I believe that the most important thing a person could do to help our planet is to not have children. There are way too many humans on this Earth already.

John Hunter
Gardnerville

Corporations don’t

Re “You’d have to be crazy” (Editorial, May 6):

Your editorial essentially wonders “who speaks for me?” in the current political environment. You are correct that independents face near certain irrelevance, first because few independents vote when the chance arises, and secondly, successful campaigns require significant resources of organization, volunteers and money. The only real path to electoral success still runs through the established parties. That option is perceived to be much more onerous than it really is. To see this one has to sort perception from reality.
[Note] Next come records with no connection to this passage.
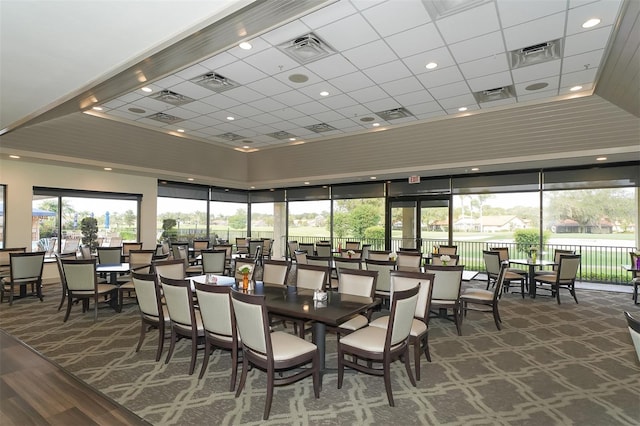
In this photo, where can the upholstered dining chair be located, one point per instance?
(478, 296)
(24, 269)
(419, 334)
(220, 329)
(565, 277)
(82, 285)
(379, 345)
(184, 318)
(153, 313)
(271, 351)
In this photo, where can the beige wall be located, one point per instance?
(21, 176)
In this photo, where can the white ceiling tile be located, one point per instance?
(332, 66)
(370, 54)
(537, 71)
(605, 10)
(440, 77)
(484, 66)
(348, 32)
(286, 33)
(449, 90)
(470, 23)
(328, 14)
(478, 47)
(535, 32)
(417, 63)
(517, 12)
(415, 40)
(271, 61)
(402, 86)
(491, 81)
(586, 41)
(391, 18)
(387, 72)
(350, 82)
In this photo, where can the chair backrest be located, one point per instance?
(357, 282)
(173, 268)
(312, 277)
(447, 282)
(379, 255)
(214, 261)
(26, 265)
(401, 316)
(109, 255)
(634, 329)
(436, 259)
(253, 323)
(409, 261)
(215, 309)
(324, 250)
(148, 294)
(384, 268)
(448, 249)
(179, 299)
(80, 274)
(491, 262)
(352, 245)
(568, 267)
(275, 272)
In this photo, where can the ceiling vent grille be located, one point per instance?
(320, 128)
(215, 82)
(282, 135)
(232, 137)
(307, 48)
(172, 98)
(165, 118)
(536, 54)
(394, 114)
(496, 94)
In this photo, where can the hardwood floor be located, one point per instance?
(34, 390)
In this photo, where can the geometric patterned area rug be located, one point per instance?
(549, 365)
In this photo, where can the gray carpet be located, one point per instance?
(550, 365)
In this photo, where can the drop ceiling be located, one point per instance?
(370, 75)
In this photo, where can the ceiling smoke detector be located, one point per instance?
(165, 118)
(172, 98)
(307, 48)
(536, 54)
(214, 81)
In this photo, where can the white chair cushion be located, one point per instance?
(286, 346)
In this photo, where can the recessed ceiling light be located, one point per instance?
(591, 23)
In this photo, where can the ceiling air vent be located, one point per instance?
(320, 127)
(394, 114)
(230, 136)
(282, 135)
(165, 118)
(172, 98)
(215, 82)
(536, 54)
(306, 48)
(494, 94)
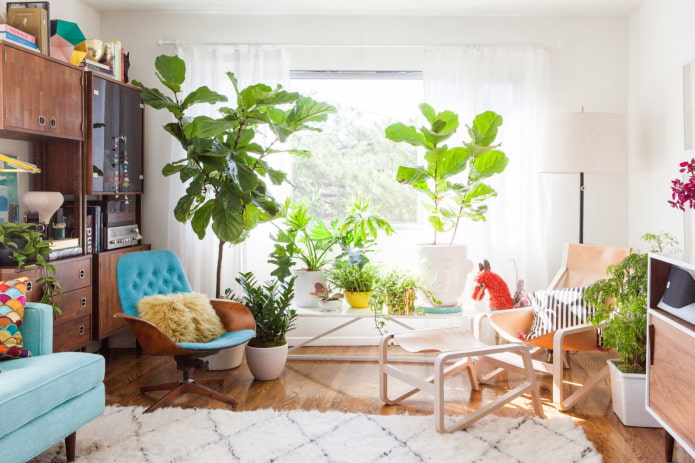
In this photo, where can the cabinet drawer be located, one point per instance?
(74, 273)
(72, 334)
(672, 374)
(75, 304)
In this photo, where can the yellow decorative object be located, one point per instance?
(79, 53)
(358, 300)
(19, 166)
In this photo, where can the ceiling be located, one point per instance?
(379, 7)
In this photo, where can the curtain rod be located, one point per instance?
(557, 44)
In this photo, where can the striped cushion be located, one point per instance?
(556, 309)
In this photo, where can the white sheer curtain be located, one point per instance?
(513, 83)
(208, 65)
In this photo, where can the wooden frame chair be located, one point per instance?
(459, 350)
(582, 265)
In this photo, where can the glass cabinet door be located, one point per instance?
(116, 146)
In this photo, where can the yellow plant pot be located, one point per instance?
(358, 300)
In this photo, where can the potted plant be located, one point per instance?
(300, 242)
(270, 303)
(226, 166)
(22, 245)
(357, 281)
(329, 301)
(453, 181)
(620, 307)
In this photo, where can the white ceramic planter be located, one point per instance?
(304, 284)
(331, 306)
(629, 391)
(226, 359)
(266, 363)
(443, 270)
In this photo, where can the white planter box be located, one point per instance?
(629, 397)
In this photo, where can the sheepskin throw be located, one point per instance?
(184, 317)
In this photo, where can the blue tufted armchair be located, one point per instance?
(147, 273)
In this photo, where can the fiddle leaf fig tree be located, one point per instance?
(226, 166)
(452, 178)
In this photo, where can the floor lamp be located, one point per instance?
(585, 142)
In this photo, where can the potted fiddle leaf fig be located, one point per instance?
(226, 165)
(453, 181)
(270, 303)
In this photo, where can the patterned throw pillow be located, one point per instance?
(556, 309)
(12, 301)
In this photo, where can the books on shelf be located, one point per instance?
(64, 243)
(19, 33)
(18, 41)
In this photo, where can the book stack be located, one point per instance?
(17, 37)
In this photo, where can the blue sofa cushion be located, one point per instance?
(13, 298)
(31, 387)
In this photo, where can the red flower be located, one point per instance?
(683, 194)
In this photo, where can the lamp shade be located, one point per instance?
(46, 203)
(585, 142)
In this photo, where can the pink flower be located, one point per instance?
(683, 194)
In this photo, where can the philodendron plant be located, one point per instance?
(226, 166)
(452, 178)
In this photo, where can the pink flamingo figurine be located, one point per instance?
(486, 280)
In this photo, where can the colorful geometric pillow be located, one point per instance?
(12, 301)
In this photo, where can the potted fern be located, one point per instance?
(620, 308)
(270, 303)
(453, 182)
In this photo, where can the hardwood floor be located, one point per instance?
(353, 387)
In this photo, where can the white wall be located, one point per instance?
(662, 40)
(588, 67)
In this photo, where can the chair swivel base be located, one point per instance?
(187, 386)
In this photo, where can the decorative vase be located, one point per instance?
(443, 270)
(266, 363)
(629, 392)
(689, 235)
(331, 306)
(358, 300)
(304, 285)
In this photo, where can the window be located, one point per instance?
(351, 156)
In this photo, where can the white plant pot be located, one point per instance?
(629, 391)
(304, 284)
(443, 269)
(226, 359)
(266, 363)
(331, 306)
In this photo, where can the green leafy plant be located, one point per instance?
(620, 303)
(301, 241)
(452, 178)
(270, 303)
(25, 246)
(353, 277)
(226, 166)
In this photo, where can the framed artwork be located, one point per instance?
(9, 195)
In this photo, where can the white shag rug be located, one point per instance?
(125, 434)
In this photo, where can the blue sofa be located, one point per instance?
(46, 397)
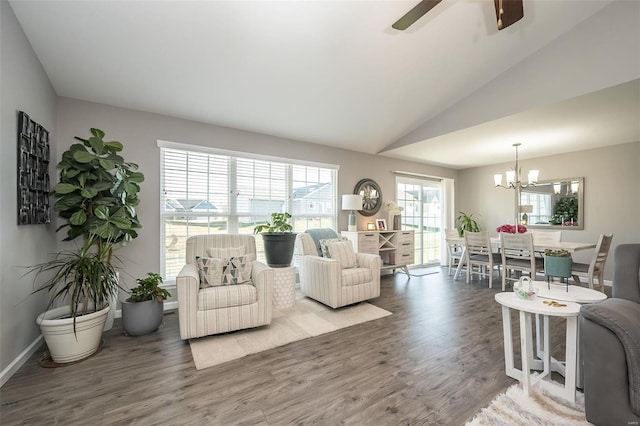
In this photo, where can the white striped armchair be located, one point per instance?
(213, 310)
(324, 280)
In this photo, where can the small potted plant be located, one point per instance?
(557, 263)
(142, 312)
(279, 241)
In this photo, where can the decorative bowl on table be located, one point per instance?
(525, 289)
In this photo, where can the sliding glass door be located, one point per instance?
(421, 199)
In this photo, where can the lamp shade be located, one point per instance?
(352, 202)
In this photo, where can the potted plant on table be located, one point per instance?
(466, 222)
(142, 312)
(279, 241)
(96, 195)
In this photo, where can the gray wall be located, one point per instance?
(612, 197)
(24, 87)
(140, 131)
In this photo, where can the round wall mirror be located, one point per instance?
(371, 196)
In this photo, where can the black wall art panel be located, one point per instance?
(33, 172)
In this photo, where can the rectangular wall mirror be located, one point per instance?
(553, 204)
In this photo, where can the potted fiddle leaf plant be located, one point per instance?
(279, 240)
(142, 312)
(97, 195)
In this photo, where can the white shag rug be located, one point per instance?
(541, 408)
(307, 318)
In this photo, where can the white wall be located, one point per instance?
(601, 52)
(24, 87)
(611, 197)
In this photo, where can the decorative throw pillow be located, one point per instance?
(318, 234)
(342, 251)
(210, 271)
(226, 271)
(222, 252)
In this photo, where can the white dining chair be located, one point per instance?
(594, 269)
(543, 238)
(478, 252)
(518, 256)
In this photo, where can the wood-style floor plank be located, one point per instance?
(437, 360)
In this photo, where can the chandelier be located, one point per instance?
(514, 181)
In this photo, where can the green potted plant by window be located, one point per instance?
(279, 241)
(466, 222)
(142, 312)
(97, 195)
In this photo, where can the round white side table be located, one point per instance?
(284, 287)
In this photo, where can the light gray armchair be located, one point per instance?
(325, 280)
(610, 346)
(212, 310)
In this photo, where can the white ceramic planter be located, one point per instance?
(65, 345)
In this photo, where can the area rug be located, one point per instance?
(540, 408)
(307, 318)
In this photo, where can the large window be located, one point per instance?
(211, 191)
(422, 203)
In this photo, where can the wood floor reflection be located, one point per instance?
(437, 360)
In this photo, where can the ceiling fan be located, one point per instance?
(507, 13)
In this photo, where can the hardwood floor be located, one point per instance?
(437, 360)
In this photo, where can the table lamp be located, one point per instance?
(352, 202)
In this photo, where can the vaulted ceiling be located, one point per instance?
(451, 90)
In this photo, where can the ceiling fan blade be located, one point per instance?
(508, 12)
(414, 14)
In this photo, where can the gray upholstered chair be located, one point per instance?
(212, 310)
(327, 281)
(610, 346)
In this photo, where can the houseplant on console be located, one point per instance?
(279, 241)
(142, 312)
(97, 195)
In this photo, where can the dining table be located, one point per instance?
(569, 246)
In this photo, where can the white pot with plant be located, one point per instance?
(394, 211)
(97, 195)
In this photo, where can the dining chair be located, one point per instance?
(518, 255)
(455, 247)
(478, 252)
(595, 268)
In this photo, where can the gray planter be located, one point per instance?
(140, 318)
(278, 248)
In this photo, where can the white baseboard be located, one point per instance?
(15, 365)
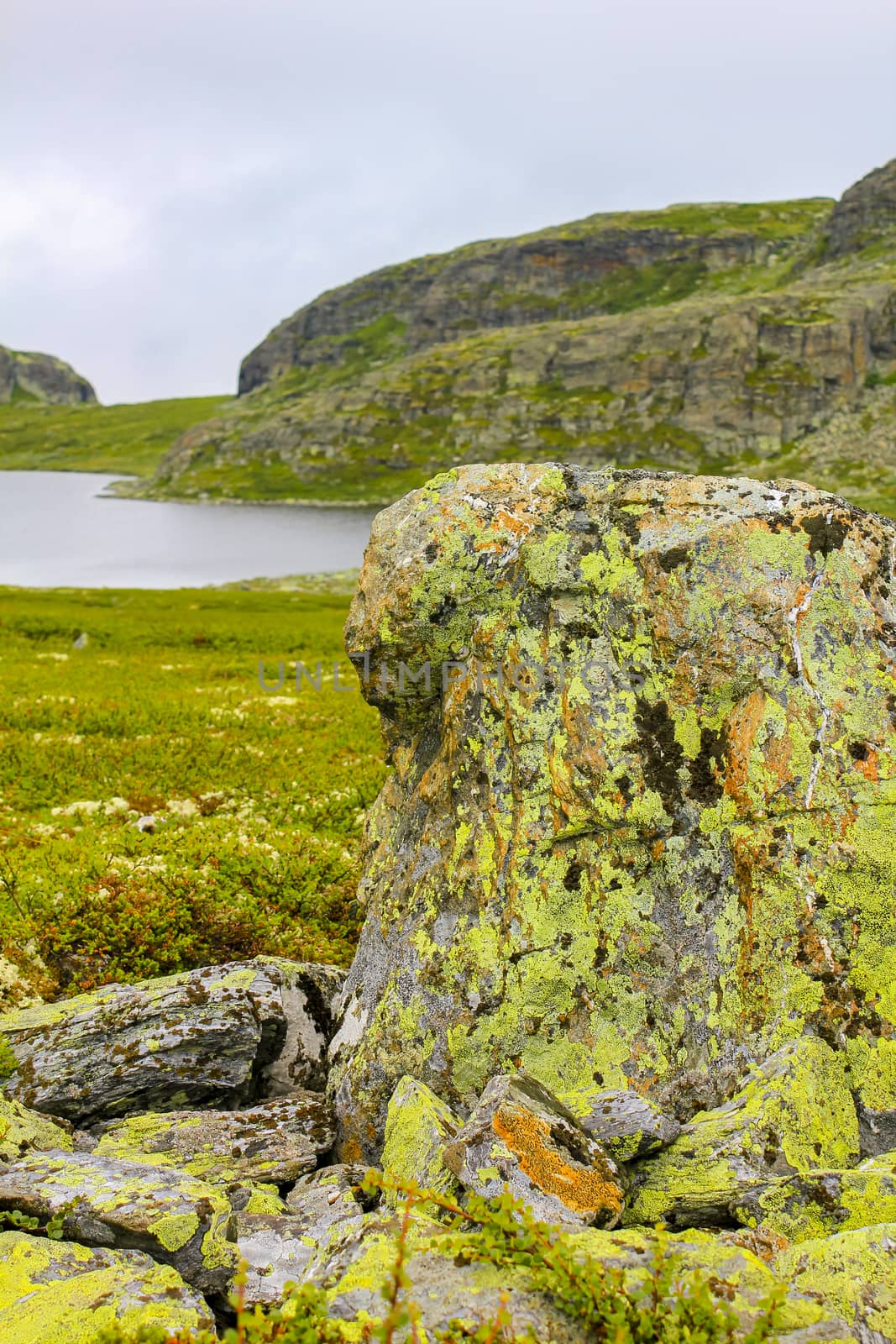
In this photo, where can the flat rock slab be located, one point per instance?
(175, 1218)
(626, 1124)
(642, 819)
(63, 1294)
(275, 1142)
(23, 1131)
(521, 1137)
(794, 1115)
(228, 1034)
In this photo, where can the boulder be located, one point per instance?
(418, 1126)
(175, 1218)
(626, 1124)
(852, 1274)
(23, 1131)
(63, 1294)
(221, 1034)
(523, 1139)
(275, 1142)
(641, 828)
(794, 1115)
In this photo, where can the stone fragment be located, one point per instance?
(175, 1218)
(626, 1124)
(418, 1126)
(224, 1034)
(23, 1131)
(852, 1274)
(794, 1115)
(821, 1203)
(275, 1142)
(667, 843)
(521, 1137)
(63, 1294)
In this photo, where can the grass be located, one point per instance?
(258, 797)
(129, 438)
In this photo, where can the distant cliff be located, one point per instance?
(40, 378)
(723, 338)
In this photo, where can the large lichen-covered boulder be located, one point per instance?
(663, 843)
(63, 1294)
(177, 1220)
(794, 1115)
(217, 1034)
(275, 1142)
(852, 1274)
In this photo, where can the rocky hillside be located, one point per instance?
(757, 339)
(26, 376)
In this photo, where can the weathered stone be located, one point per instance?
(821, 1203)
(275, 1142)
(40, 378)
(626, 1124)
(524, 1139)
(794, 1115)
(852, 1274)
(667, 855)
(217, 1034)
(63, 1294)
(175, 1218)
(23, 1131)
(418, 1126)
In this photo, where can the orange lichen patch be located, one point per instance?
(584, 1189)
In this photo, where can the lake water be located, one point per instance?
(55, 528)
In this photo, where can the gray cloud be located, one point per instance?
(183, 175)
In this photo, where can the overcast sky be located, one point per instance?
(177, 175)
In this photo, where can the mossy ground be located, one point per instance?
(258, 797)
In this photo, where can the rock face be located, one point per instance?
(40, 378)
(661, 843)
(866, 213)
(217, 1034)
(63, 1294)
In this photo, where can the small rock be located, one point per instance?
(63, 1292)
(523, 1137)
(852, 1274)
(23, 1131)
(275, 1142)
(794, 1115)
(175, 1218)
(224, 1034)
(626, 1124)
(418, 1126)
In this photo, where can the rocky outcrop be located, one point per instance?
(640, 831)
(866, 214)
(217, 1034)
(40, 378)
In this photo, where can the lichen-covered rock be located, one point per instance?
(175, 1218)
(794, 1115)
(23, 1131)
(524, 1139)
(663, 843)
(852, 1274)
(63, 1294)
(275, 1142)
(626, 1124)
(217, 1034)
(802, 1209)
(418, 1126)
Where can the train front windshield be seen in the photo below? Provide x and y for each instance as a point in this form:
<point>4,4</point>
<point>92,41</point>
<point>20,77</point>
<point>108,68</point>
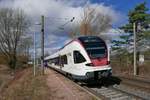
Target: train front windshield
<point>94,46</point>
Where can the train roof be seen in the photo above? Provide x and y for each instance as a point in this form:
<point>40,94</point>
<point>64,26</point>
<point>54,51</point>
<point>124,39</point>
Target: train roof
<point>82,39</point>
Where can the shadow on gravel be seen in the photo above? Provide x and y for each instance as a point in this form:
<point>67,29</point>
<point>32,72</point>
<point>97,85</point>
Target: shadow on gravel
<point>104,82</point>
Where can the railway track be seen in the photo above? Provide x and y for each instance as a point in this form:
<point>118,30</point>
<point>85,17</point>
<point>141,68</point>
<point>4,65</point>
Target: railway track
<point>137,82</point>
<point>110,90</point>
<point>114,89</point>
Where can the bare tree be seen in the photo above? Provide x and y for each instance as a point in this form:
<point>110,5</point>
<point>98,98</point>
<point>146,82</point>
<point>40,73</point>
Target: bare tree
<point>93,21</point>
<point>13,25</point>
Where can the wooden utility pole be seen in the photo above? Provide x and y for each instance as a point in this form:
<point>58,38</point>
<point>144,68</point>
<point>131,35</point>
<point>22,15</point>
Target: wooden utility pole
<point>135,66</point>
<point>42,43</point>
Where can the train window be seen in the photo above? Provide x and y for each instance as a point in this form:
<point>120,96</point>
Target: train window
<point>78,57</point>
<point>64,59</point>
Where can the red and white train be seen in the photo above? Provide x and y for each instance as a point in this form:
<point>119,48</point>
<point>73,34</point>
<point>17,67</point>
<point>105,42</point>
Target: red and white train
<point>83,58</point>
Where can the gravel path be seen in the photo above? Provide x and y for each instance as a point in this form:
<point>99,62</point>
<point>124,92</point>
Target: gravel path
<point>63,89</point>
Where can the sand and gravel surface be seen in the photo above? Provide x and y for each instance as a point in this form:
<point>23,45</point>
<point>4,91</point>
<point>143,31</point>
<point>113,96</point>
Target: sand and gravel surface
<point>64,89</point>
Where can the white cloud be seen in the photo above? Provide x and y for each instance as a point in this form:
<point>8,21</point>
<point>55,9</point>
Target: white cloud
<point>57,13</point>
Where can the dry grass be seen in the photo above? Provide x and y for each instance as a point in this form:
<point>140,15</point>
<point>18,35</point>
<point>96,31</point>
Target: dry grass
<point>27,87</point>
<point>143,70</point>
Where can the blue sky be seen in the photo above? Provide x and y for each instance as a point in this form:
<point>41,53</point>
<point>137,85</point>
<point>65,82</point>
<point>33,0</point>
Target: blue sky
<point>122,6</point>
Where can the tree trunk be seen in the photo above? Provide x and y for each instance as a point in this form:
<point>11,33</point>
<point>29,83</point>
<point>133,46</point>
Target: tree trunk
<point>12,62</point>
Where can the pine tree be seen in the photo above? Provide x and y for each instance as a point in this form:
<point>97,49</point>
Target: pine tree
<point>139,16</point>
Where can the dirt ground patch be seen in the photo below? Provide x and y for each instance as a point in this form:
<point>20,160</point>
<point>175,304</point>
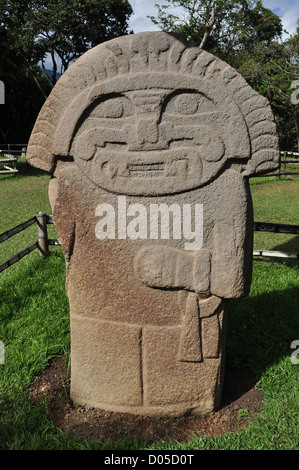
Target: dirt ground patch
<point>241,400</point>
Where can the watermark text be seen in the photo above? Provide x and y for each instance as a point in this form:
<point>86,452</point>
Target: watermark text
<point>157,221</point>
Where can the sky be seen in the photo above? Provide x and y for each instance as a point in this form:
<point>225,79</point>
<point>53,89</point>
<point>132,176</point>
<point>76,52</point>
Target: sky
<point>287,10</point>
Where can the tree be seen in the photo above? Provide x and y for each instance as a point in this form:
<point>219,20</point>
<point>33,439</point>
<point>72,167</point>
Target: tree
<point>29,30</point>
<point>245,34</point>
<point>62,29</point>
<point>221,26</point>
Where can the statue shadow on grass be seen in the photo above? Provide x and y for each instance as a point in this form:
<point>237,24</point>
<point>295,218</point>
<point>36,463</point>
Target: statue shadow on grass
<point>261,329</point>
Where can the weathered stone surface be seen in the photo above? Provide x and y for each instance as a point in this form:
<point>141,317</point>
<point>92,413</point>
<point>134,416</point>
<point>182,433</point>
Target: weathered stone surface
<point>150,143</point>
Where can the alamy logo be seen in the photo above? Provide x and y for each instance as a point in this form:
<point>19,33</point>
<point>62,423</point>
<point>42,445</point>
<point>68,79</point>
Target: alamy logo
<point>295,94</point>
<point>158,221</point>
<point>2,93</point>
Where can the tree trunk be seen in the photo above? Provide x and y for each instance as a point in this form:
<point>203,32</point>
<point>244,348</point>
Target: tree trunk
<point>297,124</point>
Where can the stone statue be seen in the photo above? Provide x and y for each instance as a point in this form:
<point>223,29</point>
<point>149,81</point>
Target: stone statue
<point>150,143</point>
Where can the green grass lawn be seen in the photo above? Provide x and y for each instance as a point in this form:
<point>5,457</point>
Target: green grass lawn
<point>34,326</point>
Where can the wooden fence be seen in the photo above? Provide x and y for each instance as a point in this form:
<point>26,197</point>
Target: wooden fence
<point>276,228</point>
<point>285,158</point>
<point>43,242</point>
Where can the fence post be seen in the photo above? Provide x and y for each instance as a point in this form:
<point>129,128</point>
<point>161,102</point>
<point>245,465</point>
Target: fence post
<point>42,232</point>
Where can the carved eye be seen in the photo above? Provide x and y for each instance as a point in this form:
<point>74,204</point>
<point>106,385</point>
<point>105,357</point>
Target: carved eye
<point>185,104</point>
<point>113,108</point>
<point>188,104</point>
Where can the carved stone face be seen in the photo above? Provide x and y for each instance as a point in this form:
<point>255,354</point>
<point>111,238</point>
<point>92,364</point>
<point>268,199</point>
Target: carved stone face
<point>157,136</point>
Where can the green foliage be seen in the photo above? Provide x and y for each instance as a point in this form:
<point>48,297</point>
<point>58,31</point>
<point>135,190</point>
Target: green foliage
<point>237,25</point>
<point>59,29</point>
<point>34,327</point>
<point>245,34</point>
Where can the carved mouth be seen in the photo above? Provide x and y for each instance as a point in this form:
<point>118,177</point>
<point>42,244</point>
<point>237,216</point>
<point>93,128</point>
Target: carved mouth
<point>148,165</point>
<point>143,170</point>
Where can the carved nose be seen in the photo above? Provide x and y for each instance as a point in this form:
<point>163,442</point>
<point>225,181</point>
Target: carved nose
<point>147,131</point>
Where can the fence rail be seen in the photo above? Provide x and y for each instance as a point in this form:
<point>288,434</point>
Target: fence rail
<point>43,242</point>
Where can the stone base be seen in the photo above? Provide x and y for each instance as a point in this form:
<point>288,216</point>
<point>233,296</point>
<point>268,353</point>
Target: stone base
<point>134,369</point>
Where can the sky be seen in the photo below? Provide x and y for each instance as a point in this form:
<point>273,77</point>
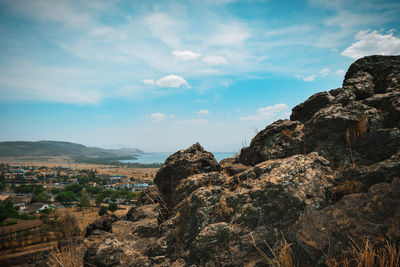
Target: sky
<point>162,75</point>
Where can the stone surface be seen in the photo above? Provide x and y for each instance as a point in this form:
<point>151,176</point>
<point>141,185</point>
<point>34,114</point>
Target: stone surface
<point>103,224</point>
<point>106,254</point>
<point>328,175</point>
<point>281,139</point>
<point>180,165</point>
<point>374,215</point>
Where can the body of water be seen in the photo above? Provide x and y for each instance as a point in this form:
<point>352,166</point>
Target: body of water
<point>160,157</point>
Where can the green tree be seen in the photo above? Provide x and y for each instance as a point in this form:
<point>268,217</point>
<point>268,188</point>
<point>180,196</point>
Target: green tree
<point>112,206</point>
<point>41,197</point>
<point>7,210</point>
<point>76,188</point>
<point>103,210</point>
<point>66,197</point>
<point>94,190</point>
<point>99,199</point>
<point>84,201</point>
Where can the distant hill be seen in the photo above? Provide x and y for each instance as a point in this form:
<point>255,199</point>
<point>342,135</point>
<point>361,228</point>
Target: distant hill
<point>66,149</point>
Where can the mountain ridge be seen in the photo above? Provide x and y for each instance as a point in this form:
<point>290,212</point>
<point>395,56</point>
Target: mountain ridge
<point>62,148</point>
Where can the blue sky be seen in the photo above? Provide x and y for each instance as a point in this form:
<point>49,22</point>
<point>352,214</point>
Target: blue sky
<point>161,75</point>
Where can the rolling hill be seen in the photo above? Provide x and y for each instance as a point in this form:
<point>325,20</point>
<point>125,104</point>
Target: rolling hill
<point>65,149</point>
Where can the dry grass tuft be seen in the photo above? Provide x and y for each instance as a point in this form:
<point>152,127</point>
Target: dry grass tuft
<point>355,131</point>
<point>368,255</point>
<point>282,254</point>
<point>65,256</point>
<point>346,188</point>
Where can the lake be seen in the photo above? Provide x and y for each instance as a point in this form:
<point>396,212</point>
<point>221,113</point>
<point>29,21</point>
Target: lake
<point>160,157</point>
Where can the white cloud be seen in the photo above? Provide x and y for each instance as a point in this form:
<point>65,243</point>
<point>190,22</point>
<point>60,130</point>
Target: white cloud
<point>203,112</point>
<point>340,72</point>
<point>267,113</point>
<point>165,28</point>
<point>172,81</point>
<point>185,55</point>
<point>229,34</point>
<point>310,78</point>
<point>373,43</point>
<point>215,60</point>
<point>148,82</point>
<point>324,72</point>
<point>158,117</point>
<point>207,71</point>
<point>191,122</point>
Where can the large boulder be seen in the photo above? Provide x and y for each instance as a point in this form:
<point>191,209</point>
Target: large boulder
<point>374,215</point>
<point>320,181</point>
<point>181,165</point>
<point>304,111</point>
<point>281,139</point>
<point>103,224</point>
<point>269,196</point>
<point>106,254</point>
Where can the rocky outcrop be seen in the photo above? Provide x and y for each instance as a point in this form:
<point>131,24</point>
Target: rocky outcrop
<point>281,139</point>
<point>324,179</point>
<point>106,254</point>
<point>342,125</point>
<point>103,224</point>
<point>181,165</point>
<point>374,215</point>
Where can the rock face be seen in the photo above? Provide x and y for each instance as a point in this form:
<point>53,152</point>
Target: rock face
<point>327,175</point>
<point>281,139</point>
<point>103,224</point>
<point>181,165</point>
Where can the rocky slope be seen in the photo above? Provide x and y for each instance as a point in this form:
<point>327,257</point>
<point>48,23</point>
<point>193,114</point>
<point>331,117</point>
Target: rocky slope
<point>326,176</point>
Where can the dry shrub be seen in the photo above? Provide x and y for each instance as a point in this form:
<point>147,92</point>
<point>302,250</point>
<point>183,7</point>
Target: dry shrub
<point>368,255</point>
<point>287,133</point>
<point>346,188</point>
<point>69,226</point>
<point>282,254</point>
<point>65,256</point>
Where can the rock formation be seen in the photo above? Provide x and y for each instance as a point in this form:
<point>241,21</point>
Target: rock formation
<point>326,176</point>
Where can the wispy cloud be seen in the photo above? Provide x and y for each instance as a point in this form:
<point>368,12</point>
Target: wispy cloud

The hate language emanating from the right-wing talkers who control a disproportionate share of the public airwaves, along with the seditious “do anything to make the president fail” Republican strategy have distorted the truth of today’s political choices. The right-wing whackos have been unleashed, and the left wing has been demonized. Most moderates and reasonable people recoil at these perceived choices, as they should. But these choices are simply false, purposely destructive misconstructions of reality. A more rational and supportable view would be that the age-old battle between corporate interests and the interests of the average guy or gal continues. The Republicans have had their way with government for years, and the large corporations have thrived (check out their profit levels and stock prices) while far too many Americans jobs have been lost, incomes battered and security imperiled. President Obama’s election was a small step in restoring the interests of the people to our government’s agenda.

What we are experiencing is the Republican leadership fronting for corporate interests at a time when the evidence of corporate greed is all around and undeniable. That’s what just happened in healthcare insurance reform. That’s what’s at the heart of the Republican’s “drill baby drill” campaign. No surprises are likely in the Democratic and Republican positions on preserving and protecting the environment or addressing immigration reform. For those who understand the true political situation, the battle lines are drawn: the Democrats are the best hope for the average citizen; the Republicans are simply in resistance mode to continue the corporatocracy they have been aiding and abetting.